We also wanted to give the ability for a user to filter the genres that are displayed. To do so, we implemented a dropdown list of toggle-able buttons, each corresponding to one genre. We also provide an ALL button and a NONE button to quickly show all the bubbles or unselect everything so that one can then precisely choose the bubbles he is interested in. Every time the genre selection changes, the bubble positions and radii are recomputed. The bubbles then smoothly transition by translation and scaling from their previous position to the new one.

Another feature we wanted to include is the display of the most popular animes for each genre on demand. In order to increase the interactivity of the visualization, we implemented the feature with a zoom into the selected bubble, so that it covers most of the screen. We then create another bubble chart inside consisting of the most popular animes for that genre. The user can then jump from one genre bubble to another by clicking on its neighboring genres. If there are animes that appear in both genres, they will also smoothly travel from the first genre to the other.

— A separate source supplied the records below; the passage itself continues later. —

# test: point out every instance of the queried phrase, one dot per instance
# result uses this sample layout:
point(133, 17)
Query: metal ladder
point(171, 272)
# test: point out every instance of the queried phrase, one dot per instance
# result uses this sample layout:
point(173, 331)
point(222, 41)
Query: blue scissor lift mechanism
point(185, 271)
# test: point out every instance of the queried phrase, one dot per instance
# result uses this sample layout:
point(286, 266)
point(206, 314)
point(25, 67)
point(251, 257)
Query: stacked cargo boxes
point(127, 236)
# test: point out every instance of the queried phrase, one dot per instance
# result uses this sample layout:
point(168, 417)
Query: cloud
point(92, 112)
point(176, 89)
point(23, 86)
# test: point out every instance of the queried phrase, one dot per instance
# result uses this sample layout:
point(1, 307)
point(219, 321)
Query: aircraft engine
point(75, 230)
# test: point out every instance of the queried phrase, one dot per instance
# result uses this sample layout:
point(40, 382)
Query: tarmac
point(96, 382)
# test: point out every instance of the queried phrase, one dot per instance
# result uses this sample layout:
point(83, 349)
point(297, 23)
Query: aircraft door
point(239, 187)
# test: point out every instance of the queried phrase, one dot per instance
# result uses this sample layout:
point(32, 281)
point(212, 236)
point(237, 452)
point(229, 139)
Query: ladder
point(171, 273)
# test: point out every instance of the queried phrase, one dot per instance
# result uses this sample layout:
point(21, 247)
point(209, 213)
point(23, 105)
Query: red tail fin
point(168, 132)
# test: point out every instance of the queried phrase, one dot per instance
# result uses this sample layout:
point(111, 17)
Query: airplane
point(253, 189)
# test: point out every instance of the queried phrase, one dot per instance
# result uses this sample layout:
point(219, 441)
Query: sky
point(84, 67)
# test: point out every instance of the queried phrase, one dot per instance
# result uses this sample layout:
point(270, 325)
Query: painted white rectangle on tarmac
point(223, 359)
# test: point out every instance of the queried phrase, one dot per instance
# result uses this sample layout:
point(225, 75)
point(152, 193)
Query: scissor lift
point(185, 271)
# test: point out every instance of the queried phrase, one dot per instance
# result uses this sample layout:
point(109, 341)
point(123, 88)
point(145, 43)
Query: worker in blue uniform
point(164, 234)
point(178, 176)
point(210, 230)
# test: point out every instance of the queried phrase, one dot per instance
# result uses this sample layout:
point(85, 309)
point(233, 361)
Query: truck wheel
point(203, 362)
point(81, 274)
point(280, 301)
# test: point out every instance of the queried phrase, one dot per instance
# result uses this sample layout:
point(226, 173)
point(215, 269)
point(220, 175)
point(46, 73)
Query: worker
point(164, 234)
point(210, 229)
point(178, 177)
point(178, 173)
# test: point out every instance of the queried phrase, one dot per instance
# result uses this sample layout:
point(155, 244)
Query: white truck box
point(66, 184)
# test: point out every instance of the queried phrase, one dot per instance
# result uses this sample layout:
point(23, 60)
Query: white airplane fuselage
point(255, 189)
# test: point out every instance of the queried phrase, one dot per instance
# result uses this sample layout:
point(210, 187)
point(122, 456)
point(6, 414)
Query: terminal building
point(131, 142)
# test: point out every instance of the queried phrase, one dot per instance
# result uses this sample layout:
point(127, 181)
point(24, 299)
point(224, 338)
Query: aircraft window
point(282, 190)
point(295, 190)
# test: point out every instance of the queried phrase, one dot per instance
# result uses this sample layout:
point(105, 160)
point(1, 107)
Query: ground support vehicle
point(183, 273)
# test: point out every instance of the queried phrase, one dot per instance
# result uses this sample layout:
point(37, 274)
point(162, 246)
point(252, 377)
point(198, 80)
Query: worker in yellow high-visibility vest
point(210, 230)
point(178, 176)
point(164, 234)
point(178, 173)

A first implementation of this feature was to simply focus on the selected genre and scale every other bubble alongside proportionally. However, this proved to cause performance issues when selecting small genre bubbles as it would then scale the bigger genres to enormous sizes. The issue was almost unnoticable on Firefox but Chromium-based browsers had a hard time dealing with it. To address the issue, we simply push/offset the bubbles by the size of the bubble chart so that they lie close to the boundary and remain at the original size, instead of scaling them up. The difference between both implementations is shown below.

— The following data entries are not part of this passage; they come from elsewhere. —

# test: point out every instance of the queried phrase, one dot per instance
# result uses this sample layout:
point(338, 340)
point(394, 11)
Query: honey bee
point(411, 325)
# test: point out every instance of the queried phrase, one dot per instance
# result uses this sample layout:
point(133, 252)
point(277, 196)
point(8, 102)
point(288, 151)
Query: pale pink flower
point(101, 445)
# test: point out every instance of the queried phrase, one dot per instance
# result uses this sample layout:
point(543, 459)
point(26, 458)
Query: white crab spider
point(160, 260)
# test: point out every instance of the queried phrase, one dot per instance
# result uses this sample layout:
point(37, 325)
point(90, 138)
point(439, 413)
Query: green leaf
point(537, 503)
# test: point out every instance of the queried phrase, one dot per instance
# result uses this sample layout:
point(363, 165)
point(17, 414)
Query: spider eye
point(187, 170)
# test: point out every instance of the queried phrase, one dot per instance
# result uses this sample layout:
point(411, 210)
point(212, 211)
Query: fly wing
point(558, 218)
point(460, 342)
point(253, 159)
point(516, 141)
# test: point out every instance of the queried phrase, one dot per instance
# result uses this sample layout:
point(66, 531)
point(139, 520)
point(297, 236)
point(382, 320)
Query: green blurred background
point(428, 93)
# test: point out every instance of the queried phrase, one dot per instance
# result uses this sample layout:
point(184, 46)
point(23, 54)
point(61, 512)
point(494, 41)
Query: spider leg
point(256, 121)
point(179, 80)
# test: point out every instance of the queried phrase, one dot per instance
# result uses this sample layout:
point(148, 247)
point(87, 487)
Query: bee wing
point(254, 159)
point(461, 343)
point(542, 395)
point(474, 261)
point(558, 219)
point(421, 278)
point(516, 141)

Bubble chart zoom: version 1	Bubble chart zoom: version 2 (final)
{#id .class width=300px}	{#id .class width=300px}

Finally, depending on the bubble that the user is hovering / clicking on, information about the respective chart / genre / anime is displayed in the sidebar.

{#id .class width=260px}

\pagebreak

Sankey diagram

711 studios captivating the world

For this diagram, the aim was to show information about the most consequential anime studios. A Sankey diagram allows us to highlight the affinity of a given studio to the genres of the animes it produces while simultaneously comparing them to their user ratings, which are sorted per score mean (rounded to the closest integer).

For this interactive diagram, we used the amcharts library, as documented here. Its rich API offers us many possibilities for representation, interaction and animation of the data out-of-the-box.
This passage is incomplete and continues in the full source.